How do you create and then manage all these things? There are some simple ways:
Use the kubectl tool - a command line tool that you can use to communicate with your Kubernetes cluster. For instance, to create a POD you need:
A .yaml file that contains the POD specification
Example: kubectl apply -f ./my-pod.yaml
Use a programmatic way to communicate with the Kubernetes cluster. This can be done in various ways:
Use the Kube REST APIs
Now, we are better prepared to answer how this plays a role for AI. If we look at machine learning and AI, no matter what algorithm and techniques you are using, you still need to make them operational. This means a few things:
You need computing resources to perform expensive ML/DL training, to perform hyper parameters optimization and model selection etc. These are extremely compute intensive tasks that require multiple CPUs, lots of RAM, and very often GPU or TPU resources. With a high demand for resources, you need an efficient way to schedule these workloads and run them in a controlled and secure way.
In short, to make AI operational you need a good way to allocate hardware and software resources, as well as manage security in a coherent and flexible manner.

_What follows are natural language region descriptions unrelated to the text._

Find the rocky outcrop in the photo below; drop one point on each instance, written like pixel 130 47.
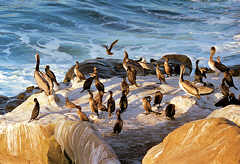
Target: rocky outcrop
pixel 108 68
pixel 214 140
pixel 56 137
pixel 230 112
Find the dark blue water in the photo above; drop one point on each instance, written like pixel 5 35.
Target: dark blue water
pixel 63 31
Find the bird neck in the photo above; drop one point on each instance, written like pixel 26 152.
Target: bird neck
pixel 37 64
pixel 181 75
pixel 211 55
pixel 119 117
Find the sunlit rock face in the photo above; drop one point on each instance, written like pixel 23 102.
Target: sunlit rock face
pixel 57 136
pixel 230 112
pixel 214 140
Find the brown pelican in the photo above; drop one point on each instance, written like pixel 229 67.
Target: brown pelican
pixel 186 85
pixel 215 66
pixel 108 49
pixel 41 81
pixel 167 67
pixel 35 111
pixel 118 124
pixel 51 74
pixel 78 74
pixel 131 63
pixel 199 74
pixel 160 75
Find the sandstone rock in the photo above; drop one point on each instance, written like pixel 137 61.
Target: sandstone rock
pixel 12 104
pixel 230 112
pixel 3 99
pixel 175 60
pixel 55 137
pixel 214 140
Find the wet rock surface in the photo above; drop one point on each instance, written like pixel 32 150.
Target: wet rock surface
pixel 214 140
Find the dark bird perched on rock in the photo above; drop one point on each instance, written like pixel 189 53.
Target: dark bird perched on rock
pixel 198 74
pixel 87 83
pixel 146 102
pixel 227 100
pixel 35 111
pixel 145 65
pixel 158 98
pixel 118 124
pixel 110 104
pixel 51 74
pixel 49 81
pixel 125 86
pixel 108 49
pixel 229 79
pixel 167 67
pixel 219 60
pixel 224 88
pixel 187 86
pixel 82 116
pixel 160 75
pixel 170 111
pixel 79 75
pixel 99 85
pixel 41 81
pixel 123 104
pixel 233 100
pixel 92 103
pixel 131 63
pixel 132 73
pixel 215 66
pixel 98 97
pixel 70 104
pixel 101 107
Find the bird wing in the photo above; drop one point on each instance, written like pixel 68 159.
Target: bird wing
pixel 221 66
pixel 189 87
pixel 113 43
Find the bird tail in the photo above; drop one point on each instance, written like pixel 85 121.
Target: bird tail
pixel 157 113
pixel 235 87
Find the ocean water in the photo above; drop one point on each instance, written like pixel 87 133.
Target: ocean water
pixel 63 31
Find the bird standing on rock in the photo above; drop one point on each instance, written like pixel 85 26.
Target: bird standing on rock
pixel 123 102
pixel 108 49
pixel 170 111
pixel 92 103
pixel 51 74
pixel 224 88
pixel 215 66
pixel 160 75
pixel 41 81
pixel 198 74
pixel 124 86
pixel 79 75
pixel 132 73
pixel 158 98
pixel 82 116
pixel 131 63
pixel 35 111
pixel 229 79
pixel 99 85
pixel 87 83
pixel 110 104
pixel 186 85
pixel 70 104
pixel 146 102
pixel 167 67
pixel 118 124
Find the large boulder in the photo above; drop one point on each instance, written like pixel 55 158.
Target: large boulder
pixel 230 112
pixel 57 136
pixel 214 140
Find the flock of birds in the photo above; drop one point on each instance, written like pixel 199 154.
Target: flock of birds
pixel 46 82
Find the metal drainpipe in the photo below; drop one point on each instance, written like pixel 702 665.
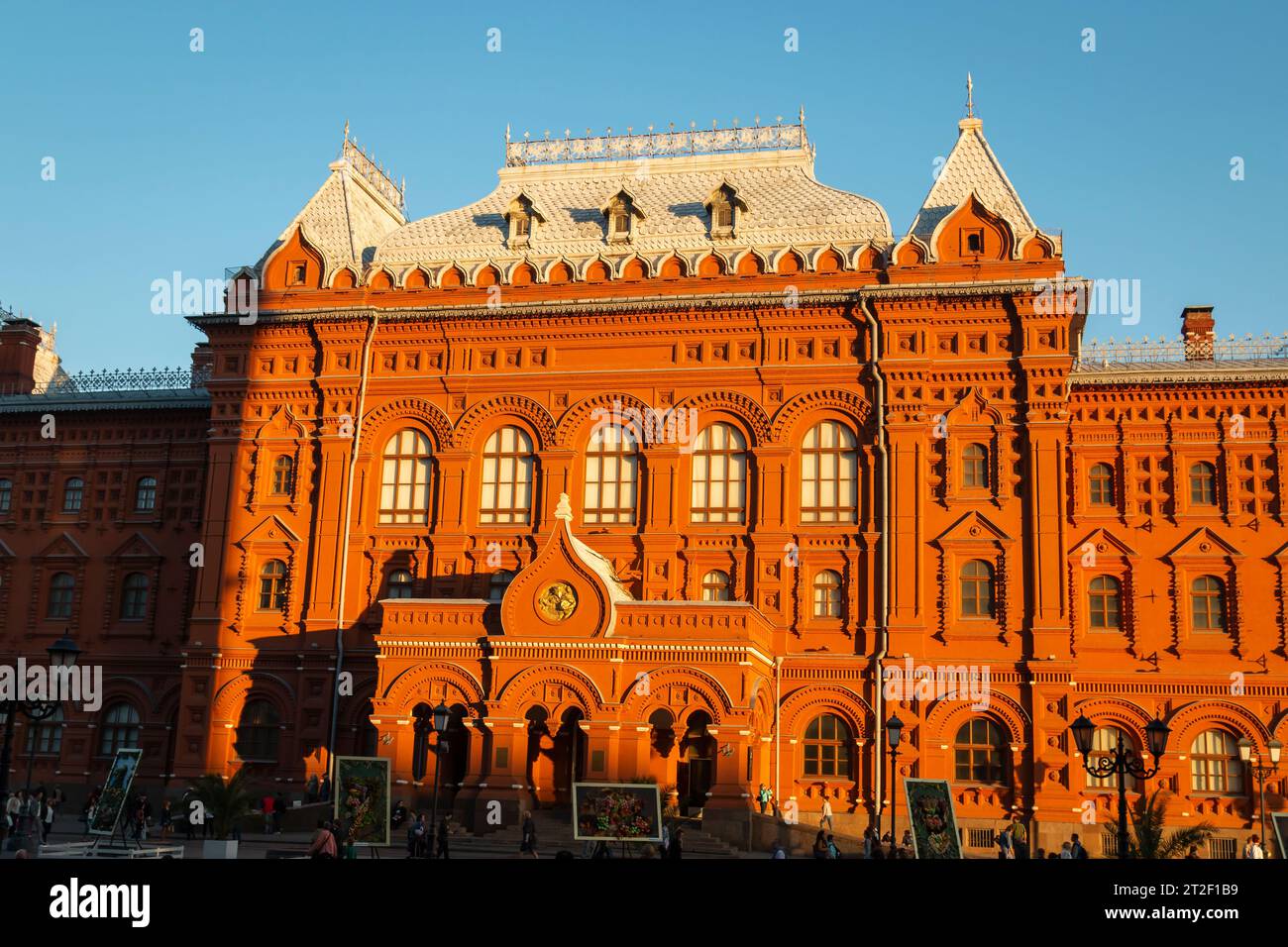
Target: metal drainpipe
pixel 344 544
pixel 884 539
pixel 778 729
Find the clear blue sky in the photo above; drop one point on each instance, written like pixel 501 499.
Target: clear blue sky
pixel 175 159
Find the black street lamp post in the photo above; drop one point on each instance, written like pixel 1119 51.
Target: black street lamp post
pixel 1120 763
pixel 441 716
pixel 1261 772
pixel 62 654
pixel 894 727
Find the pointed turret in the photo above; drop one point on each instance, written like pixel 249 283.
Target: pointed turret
pixel 353 210
pixel 971 170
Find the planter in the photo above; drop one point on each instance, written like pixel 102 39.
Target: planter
pixel 222 848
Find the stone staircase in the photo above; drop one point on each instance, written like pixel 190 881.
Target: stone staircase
pixel 554 832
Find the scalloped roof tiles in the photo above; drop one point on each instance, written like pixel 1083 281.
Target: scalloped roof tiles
pixel 785 206
pixel 971 166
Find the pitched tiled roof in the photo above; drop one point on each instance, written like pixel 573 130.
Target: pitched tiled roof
pixel 971 167
pixel 785 206
pixel 344 221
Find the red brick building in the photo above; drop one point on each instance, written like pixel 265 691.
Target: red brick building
pixel 648 464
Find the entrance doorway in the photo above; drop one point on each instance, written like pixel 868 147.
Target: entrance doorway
pixel 696 770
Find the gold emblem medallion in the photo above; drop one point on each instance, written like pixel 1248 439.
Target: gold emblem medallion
pixel 557 602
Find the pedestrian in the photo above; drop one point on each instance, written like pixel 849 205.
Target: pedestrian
pixel 820 845
pixel 443 834
pixel 1004 843
pixel 675 852
pixel 528 845
pixel 415 832
pixel 1019 839
pixel 266 805
pixel 323 841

Almost all big cloud providers (Google, Amazon, IBM, Azure) provide this function. The idea is simple: deploy a model and use an API (REST/GRPC) to make predictions in near real time. A simplistic architectural view of such service can be:
Fig 2
We highlight 2 cases here:
Multiple models co-located in the same Container so multiple models are kept and managed in memory
The proxy has the role of routing requests to the correct runtime based on the metadata kept (in many cases in ECTD database). It can also perform tasks like authentication (like OpenId Connect- token validation) and/or authorization.

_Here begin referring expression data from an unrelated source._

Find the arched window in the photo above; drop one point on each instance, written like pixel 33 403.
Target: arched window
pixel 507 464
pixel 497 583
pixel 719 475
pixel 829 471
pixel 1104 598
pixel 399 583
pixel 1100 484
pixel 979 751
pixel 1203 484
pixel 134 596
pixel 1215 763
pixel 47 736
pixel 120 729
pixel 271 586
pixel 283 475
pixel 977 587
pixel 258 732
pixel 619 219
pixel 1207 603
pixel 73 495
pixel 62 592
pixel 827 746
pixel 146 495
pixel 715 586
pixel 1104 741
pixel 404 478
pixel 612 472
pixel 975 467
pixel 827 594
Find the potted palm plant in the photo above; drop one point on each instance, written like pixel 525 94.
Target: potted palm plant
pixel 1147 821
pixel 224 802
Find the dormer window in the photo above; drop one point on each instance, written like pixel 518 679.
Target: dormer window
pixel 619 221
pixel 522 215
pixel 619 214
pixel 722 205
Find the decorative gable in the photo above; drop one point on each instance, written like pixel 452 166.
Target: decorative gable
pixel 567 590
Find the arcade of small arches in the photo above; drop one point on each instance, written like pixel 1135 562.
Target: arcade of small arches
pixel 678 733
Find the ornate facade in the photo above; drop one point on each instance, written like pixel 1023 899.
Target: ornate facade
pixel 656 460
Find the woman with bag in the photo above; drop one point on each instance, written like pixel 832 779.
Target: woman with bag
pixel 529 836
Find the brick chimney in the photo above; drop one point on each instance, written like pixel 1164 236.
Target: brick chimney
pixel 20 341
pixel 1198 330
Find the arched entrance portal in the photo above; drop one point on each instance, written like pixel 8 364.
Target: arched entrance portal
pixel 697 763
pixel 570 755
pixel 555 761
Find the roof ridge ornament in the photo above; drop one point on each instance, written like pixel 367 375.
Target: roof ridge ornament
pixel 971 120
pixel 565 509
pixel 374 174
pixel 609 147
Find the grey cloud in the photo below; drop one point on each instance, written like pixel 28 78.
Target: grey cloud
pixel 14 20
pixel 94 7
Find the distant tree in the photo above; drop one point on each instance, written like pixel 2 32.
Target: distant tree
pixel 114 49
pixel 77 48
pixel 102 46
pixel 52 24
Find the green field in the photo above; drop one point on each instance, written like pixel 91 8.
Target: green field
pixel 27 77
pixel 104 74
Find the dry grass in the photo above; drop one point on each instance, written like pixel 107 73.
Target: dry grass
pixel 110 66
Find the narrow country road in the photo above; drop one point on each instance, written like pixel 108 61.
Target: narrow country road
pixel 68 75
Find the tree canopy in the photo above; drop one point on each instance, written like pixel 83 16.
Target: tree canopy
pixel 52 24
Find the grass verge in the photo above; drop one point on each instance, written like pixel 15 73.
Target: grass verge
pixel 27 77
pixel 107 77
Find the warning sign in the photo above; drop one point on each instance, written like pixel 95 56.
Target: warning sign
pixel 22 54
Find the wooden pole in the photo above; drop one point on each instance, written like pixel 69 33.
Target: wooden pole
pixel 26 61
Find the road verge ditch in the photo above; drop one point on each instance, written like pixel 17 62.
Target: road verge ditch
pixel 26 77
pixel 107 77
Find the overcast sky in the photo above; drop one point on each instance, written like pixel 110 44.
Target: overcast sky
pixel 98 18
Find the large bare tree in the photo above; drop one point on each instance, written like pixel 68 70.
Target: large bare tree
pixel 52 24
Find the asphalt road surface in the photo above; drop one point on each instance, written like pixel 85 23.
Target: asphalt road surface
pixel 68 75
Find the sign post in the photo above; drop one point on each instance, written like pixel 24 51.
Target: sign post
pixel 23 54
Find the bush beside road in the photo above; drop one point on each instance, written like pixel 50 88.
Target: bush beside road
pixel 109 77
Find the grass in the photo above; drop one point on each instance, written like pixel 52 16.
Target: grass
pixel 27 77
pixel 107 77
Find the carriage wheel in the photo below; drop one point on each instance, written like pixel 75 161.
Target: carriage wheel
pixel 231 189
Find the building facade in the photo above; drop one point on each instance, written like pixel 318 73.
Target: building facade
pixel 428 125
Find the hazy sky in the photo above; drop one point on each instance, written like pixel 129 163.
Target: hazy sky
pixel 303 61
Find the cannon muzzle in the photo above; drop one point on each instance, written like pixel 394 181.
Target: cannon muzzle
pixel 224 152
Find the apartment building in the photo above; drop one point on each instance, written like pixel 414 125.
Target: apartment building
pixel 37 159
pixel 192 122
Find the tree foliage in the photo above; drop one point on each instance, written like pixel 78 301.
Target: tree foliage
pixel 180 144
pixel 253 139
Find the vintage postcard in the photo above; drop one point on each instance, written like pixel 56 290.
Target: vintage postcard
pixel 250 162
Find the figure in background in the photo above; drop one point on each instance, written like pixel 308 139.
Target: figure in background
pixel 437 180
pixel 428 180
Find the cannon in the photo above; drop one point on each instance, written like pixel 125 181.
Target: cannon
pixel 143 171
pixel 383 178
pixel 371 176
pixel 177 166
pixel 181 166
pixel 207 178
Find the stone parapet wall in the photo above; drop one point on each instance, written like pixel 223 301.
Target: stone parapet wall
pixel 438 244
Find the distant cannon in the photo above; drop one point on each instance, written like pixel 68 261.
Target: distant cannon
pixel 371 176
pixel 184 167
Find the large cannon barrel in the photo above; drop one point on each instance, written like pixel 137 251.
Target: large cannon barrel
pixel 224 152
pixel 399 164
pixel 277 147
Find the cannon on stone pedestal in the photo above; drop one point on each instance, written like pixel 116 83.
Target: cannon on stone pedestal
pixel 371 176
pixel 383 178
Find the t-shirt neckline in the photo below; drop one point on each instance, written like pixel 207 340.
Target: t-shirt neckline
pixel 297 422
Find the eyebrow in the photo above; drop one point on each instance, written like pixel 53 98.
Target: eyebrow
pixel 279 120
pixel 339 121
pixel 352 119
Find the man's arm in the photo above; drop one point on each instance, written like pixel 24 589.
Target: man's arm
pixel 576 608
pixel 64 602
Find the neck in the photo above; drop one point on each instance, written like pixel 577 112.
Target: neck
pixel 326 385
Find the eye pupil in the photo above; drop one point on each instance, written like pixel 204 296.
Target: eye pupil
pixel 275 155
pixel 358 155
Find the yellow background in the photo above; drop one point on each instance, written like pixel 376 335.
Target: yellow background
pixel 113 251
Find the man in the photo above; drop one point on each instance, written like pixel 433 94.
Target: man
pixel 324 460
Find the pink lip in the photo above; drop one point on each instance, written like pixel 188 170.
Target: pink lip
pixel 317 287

We can also observe that we have multiple runtimes materialized as multiple PODs. This means that we can easily use Python-based, native (C/C++ Rust), JVM-based, R etc runtimes. This is actually important because the landscape of ML frameworks is quite vast. Various programming languages are used and these require different dependencies.
Things seem simpler in this case because the idea is to:
Read data from a database
Predict each records
Once the job is finalized, the cluster resources are released.
The flow here is similar with batch:
Listen for incoming events from a stream of data (i.e. Kafka, AMQP)
Predict each record
Unlike a batch job, the process does not end by itself. It needs to be managed, as this is a continuous process. Therefore, in a way this is also similar to the "Models as service" case.
AI is much more than model training and model inference/scoring. AI applications use various machine learning techniques for solving problems. The users of those applications don't see and don't usually care what is behind the scenes, they only care about the decisions made by the application, decisions that look incredibly similar to those a human would take. The Kubernetes platform is becoming increasingly important for public / private clouds or enterprises from CI/CD perspective, scaling, monitoring, and operational costs - essentially making solutions available to consumers faster and more reliably.